Um estudo do grupo do Laboratório de Pesquisa em Infectologia (LAPI) da UFBA, em colaboração com universidades e laboratórios europeus, demonstrou, através de modelagem matemática e pesquisas de campo, que a possibilidade de um surto de Zika similar ao episódio de 2015 a 2016 é altamente improvável em futuro próximo. A pesquisa estima que o Zika atingiu seu potencial máximo de contaminação em apenas um ano e essa proteção imune “coletiva” seria suficiente para conter o surto e impedir que aconteça novamente até que a população atual tenha sido substituída por novos nascimentos ou pela migração.
“Devido à taxa altíssima de infecção no período de um ano, e de acordo com modelo matemático desenvolvido em colaboração com uma equipe do Reino Unido, podemos afirmar que a possibilidade de um novo surto é muito pequena. Muitas pessoas já adquiriram imunidade com o primeiro surto”, diz o professor de Infectologia da Faculdade de Medicina Carlos Brites, coordenador da pesquisa que resultou em um artigo publicado na terça-feira, 14 de novembro, na mBio, periódico científico da Sociedade Americana de Microbiologia.
O estudo foi realizado com 633 pessoas, entre elas 19 mulheres grávidas com bebês com microcefalia e 257 mulheres com bebês saudáveis, 540 pacientes com AIDS e 55 pacientes com tuberculose, todos pacientes do Hospital Universitário Professor Edgard Santos (Hupes), antigo Hospital das Clínicas, e 39 funcionários saudáveis da UFBA.

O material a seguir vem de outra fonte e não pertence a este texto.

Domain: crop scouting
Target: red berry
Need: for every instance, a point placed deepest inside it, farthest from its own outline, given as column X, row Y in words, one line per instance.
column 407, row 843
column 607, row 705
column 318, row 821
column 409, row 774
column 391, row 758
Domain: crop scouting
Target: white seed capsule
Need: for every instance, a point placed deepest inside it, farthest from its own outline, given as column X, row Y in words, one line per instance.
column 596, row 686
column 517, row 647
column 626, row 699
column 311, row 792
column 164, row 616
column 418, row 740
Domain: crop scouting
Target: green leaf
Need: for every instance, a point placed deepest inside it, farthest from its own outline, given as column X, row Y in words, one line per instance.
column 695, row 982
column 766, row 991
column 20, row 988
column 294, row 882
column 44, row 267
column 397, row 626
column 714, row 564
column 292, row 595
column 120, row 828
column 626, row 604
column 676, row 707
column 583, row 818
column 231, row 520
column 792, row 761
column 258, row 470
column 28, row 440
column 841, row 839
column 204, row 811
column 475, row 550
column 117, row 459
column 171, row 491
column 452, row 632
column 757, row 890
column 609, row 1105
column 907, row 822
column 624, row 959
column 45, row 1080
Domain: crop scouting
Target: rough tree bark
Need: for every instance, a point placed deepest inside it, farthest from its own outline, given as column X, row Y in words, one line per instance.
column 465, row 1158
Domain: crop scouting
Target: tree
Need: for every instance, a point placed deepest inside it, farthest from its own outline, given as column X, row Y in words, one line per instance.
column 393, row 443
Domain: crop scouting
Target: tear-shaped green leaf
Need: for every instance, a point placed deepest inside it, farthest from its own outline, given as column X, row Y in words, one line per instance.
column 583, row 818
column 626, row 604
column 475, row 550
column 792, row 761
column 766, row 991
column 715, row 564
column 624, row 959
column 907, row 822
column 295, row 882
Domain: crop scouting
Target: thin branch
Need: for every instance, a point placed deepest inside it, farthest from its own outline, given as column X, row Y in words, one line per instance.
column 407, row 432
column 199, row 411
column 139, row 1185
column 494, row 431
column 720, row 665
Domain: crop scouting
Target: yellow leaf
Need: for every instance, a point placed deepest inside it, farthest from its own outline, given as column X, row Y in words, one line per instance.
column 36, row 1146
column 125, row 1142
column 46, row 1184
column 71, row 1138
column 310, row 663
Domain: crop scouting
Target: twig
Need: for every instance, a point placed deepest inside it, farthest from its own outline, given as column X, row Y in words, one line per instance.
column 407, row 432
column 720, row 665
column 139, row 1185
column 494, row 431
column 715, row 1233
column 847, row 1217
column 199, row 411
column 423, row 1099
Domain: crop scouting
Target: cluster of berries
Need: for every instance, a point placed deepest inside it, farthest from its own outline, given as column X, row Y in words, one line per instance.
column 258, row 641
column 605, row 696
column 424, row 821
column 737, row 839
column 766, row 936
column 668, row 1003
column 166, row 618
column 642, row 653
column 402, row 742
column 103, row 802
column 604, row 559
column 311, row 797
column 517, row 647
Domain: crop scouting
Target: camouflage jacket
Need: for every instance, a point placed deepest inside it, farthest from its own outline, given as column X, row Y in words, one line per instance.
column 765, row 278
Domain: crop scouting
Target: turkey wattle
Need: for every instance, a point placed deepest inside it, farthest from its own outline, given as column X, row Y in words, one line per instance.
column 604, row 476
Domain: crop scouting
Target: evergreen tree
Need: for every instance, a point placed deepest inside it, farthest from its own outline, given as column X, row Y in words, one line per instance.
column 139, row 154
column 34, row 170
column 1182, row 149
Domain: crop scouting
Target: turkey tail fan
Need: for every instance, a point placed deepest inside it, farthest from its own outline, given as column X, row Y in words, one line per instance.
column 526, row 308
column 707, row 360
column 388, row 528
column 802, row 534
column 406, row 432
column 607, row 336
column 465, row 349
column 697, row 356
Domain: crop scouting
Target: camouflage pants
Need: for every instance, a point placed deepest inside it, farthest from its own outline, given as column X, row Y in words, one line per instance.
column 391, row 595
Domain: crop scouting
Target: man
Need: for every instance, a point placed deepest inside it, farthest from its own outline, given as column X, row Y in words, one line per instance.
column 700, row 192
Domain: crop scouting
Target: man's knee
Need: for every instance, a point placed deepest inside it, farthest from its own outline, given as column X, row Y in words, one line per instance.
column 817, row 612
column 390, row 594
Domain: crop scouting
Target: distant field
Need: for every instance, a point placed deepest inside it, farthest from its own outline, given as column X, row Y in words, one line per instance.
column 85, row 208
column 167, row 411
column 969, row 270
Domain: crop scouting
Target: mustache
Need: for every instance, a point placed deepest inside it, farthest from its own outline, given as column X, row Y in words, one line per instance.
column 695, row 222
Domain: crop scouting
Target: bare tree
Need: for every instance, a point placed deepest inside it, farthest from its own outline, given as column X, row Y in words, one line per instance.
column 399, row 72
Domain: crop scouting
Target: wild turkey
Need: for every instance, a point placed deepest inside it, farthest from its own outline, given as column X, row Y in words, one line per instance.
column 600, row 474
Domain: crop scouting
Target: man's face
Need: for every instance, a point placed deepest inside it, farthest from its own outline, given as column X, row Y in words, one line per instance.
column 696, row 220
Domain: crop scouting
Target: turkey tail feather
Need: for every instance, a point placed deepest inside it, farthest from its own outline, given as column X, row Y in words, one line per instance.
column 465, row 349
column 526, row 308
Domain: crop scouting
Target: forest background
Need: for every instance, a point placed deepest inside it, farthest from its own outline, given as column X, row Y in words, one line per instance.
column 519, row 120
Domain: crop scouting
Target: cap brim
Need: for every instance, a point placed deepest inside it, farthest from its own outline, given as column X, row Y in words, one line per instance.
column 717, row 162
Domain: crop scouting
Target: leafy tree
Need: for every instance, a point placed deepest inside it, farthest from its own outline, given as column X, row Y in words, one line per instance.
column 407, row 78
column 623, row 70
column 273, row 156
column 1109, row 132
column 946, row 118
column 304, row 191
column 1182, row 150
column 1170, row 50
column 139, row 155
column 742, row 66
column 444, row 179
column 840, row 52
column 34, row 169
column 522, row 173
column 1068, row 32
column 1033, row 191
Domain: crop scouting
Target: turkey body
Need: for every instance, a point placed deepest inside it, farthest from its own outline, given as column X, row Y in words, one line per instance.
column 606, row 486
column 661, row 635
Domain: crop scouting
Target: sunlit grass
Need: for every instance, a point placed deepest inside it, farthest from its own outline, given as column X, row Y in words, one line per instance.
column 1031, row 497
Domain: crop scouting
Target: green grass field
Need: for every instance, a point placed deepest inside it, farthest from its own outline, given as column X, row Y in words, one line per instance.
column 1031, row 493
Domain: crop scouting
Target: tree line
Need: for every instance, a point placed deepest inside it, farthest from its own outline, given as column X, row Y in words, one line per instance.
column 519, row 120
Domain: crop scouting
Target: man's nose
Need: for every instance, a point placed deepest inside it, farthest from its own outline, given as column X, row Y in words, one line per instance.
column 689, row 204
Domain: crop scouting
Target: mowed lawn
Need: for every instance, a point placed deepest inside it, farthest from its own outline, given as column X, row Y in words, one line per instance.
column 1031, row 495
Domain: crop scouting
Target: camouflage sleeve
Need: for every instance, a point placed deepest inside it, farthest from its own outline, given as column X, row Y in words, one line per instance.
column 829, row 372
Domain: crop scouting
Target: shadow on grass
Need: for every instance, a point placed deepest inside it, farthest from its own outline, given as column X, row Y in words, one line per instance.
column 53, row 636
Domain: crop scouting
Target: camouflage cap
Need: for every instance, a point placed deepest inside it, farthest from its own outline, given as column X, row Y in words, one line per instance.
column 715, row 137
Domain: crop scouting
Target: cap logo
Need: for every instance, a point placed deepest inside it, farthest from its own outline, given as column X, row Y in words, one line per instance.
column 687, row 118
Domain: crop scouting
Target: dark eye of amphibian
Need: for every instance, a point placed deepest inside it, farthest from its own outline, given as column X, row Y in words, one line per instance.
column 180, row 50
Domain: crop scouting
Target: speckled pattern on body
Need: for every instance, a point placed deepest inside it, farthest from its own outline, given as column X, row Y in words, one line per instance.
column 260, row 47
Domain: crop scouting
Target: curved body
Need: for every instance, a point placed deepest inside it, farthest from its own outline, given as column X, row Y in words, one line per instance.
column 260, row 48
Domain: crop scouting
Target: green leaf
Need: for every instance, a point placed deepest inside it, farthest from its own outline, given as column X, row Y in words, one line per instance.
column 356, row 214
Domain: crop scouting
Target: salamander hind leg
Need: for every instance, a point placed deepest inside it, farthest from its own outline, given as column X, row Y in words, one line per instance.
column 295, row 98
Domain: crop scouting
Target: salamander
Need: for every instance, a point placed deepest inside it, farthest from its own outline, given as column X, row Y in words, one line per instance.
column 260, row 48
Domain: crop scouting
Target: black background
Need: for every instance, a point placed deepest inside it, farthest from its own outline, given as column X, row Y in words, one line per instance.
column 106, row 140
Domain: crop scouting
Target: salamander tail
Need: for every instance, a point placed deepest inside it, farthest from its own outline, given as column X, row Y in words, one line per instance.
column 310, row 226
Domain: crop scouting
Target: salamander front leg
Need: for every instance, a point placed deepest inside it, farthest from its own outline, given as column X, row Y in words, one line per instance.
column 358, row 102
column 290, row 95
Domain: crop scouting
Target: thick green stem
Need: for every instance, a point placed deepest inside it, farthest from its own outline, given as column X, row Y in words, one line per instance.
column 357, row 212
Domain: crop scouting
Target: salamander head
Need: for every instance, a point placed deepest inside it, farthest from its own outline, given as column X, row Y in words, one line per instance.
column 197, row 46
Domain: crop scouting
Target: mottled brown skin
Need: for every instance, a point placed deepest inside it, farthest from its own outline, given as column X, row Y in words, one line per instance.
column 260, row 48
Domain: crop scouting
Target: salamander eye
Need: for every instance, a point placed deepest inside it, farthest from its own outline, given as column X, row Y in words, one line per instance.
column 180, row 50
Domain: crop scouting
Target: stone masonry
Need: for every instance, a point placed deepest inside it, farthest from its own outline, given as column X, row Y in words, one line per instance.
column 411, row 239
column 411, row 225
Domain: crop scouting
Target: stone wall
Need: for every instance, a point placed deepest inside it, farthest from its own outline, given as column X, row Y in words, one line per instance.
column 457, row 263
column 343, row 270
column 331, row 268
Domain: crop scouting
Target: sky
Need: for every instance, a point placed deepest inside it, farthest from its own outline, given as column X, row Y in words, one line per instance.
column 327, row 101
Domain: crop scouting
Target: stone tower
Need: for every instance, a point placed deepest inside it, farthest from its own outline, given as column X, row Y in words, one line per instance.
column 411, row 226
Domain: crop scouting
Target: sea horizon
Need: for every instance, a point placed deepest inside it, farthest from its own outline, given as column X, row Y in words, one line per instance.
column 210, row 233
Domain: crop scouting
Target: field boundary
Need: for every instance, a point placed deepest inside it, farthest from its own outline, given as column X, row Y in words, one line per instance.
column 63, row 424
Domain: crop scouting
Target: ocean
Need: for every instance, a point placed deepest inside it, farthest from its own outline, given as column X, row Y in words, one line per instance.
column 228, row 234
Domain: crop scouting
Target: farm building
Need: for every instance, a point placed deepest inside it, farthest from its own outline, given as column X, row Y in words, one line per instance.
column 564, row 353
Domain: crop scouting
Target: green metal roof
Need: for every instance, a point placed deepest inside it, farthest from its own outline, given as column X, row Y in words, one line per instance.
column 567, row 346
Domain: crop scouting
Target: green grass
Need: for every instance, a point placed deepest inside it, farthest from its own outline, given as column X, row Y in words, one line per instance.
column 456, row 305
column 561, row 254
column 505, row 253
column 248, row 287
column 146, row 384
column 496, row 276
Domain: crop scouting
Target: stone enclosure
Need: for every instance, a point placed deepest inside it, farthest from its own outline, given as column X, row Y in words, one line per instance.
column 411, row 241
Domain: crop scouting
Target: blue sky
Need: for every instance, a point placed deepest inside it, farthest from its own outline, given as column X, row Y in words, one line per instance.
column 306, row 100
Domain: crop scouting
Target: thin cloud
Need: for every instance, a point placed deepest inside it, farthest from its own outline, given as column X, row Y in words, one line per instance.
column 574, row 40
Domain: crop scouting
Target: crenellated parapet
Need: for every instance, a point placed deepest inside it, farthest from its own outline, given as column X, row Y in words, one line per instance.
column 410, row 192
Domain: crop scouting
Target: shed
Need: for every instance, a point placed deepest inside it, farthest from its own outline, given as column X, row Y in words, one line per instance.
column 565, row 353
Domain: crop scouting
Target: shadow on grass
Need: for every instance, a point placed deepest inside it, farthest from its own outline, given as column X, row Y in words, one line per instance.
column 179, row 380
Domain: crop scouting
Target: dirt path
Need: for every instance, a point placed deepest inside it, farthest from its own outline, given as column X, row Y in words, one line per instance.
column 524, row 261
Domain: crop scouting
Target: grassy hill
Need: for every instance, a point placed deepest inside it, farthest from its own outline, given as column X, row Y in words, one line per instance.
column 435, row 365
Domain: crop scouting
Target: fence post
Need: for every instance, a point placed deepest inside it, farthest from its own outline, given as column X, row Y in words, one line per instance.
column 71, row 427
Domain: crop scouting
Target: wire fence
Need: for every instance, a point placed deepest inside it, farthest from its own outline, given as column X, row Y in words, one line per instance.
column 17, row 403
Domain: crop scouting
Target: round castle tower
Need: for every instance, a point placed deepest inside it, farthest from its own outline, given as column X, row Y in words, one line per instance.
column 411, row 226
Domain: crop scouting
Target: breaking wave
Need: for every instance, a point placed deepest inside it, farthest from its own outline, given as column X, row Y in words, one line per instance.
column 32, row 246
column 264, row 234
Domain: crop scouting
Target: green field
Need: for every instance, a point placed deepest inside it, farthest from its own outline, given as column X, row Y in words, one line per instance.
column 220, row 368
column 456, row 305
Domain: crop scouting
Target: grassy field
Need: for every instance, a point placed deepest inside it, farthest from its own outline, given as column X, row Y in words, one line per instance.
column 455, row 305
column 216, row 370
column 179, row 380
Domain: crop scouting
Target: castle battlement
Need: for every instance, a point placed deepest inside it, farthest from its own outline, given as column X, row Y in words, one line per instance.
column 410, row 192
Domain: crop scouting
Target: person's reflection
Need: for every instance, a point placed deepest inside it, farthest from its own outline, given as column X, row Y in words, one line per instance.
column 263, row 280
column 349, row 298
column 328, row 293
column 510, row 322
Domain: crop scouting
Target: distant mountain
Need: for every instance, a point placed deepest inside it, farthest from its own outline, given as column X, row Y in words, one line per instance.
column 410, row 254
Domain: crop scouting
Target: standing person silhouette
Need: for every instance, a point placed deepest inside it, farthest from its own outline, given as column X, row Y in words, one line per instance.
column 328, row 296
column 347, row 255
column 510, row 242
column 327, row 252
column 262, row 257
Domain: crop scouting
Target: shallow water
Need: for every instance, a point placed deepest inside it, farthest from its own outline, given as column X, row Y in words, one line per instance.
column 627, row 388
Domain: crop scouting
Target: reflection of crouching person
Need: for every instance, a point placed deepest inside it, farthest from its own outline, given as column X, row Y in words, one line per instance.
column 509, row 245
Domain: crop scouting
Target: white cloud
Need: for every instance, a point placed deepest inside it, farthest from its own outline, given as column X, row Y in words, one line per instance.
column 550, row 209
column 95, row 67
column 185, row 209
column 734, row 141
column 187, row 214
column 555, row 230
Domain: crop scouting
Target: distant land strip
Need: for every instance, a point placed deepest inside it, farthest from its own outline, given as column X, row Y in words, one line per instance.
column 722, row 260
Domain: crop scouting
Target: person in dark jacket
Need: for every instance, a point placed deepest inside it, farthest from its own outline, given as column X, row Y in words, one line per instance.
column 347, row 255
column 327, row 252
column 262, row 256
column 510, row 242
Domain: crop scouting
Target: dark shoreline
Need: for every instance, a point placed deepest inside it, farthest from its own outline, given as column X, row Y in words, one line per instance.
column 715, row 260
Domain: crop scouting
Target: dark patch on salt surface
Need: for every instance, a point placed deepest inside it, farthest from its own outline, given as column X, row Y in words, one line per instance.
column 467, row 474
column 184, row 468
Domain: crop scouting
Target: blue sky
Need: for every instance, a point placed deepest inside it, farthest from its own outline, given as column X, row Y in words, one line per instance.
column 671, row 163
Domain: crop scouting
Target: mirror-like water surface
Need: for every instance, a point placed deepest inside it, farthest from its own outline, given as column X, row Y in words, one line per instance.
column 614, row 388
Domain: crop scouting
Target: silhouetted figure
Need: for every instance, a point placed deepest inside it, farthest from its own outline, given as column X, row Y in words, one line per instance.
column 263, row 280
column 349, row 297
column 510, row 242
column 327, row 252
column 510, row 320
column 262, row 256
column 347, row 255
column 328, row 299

O surto de Zika representou uma enorme preocupação para os baianos, principalmente mulheres grávidas, em 2015 e 2016, e tornou-se rapidamente caso de emergência na saúde pública. No país, foram milhares de casos reportados, principalmente no Nordeste, e ainda é muito difícil estabelecer dados qualitativos e quantitativos precisos sobre a incidência da doença que evoluiu para uma epidemia internacional e foi decretada pela Organização Mundial de Saúde (OMS) uma emergência mundial de saúde pública, uma vez comprovada a relação entre a infecção materna por Zika e o nascimento de bebês com microcefalia e outras sequelas.
O grupo de 23 pesquisadores da UFBA, em colaboração com cientistas das universidades de Bonn, Heildelberg e do Instituto de Saúde de Berlim, na Alemanha, da Escola Francesa de Saúde Pública, em Marseille, e da Escola de Higiene e Medicina Tropical de Londres, analisou amostras antes, durante e depois do surto de Zika. Essa análise resultou em um mapa da incidência do vírus na capital da Bahia, com a impressionante prevalência do vírus em 63% da população.
A razão para o grande número de casos de Zika e também de Chikungunya em Salvador e no Nordeste ainda é desconhecida. Esse mapa demonstrou que a incidência de Zika associado com microcefalia é maior em áreas com piores condições socioeconômicas, corroborando relatos anteriores que demonstravam uma quantidade maior de casos no Nordeste, a região brasileira com o Índice de Desenvolvimento Humano (IDH) mais baixo do país.
As universidades alemãs fizeram o teste de neutralização, um recurso que a UFBA ainda não usa em sua rotina. A equipe de Londres fez toda a parte da modelagem matemática e o contato com essa universidade se deu através de um ex-aluno do professor Carlos Brites, Jan Felix Drexler, um dos autores do artigo e reconhecido virologista, que já havia trabalhado com ele no LAPI. Os demais integrantes do estudo estão ligados pela rede ZikAlliance, que reúne pesquisadores e universidades do mundo inteiro. “Utilizamos as colaborações internacionais nesses pontos em que tivemos mais dificuldades”, explica Brites, graduado em medicina, mestre e doutor pela UFBA e com um pós-doutoramento na Universidade Harvard.
Os pesquisadores sugerem que a prevenção do Zika deve começar com as populações em piores situações econômicas, além de recomendar estudos em outras regiões do país para entender se os surtos também aconteceram fora do Nordeste. Propõem ainda que novas pesquisas focadas em microcefalia e outras doenças congênitas, para entender melhor sua relação com a infecção por Zika.
Vale registrar que o LAPI, o laboratório da UFBA hoje conduzido por Brites e inaugurado em 1990 como parte de um projeto de pesquisa sobre AIDS, a par de ser considerado um centro de excelência em pesquisa científica, tornou-se uma das maiores referências do estado da Bahia no diagnóstico e na realização de testes prognósticos da evolução da infecção do HIV e HTLV, além de doenças tropicais.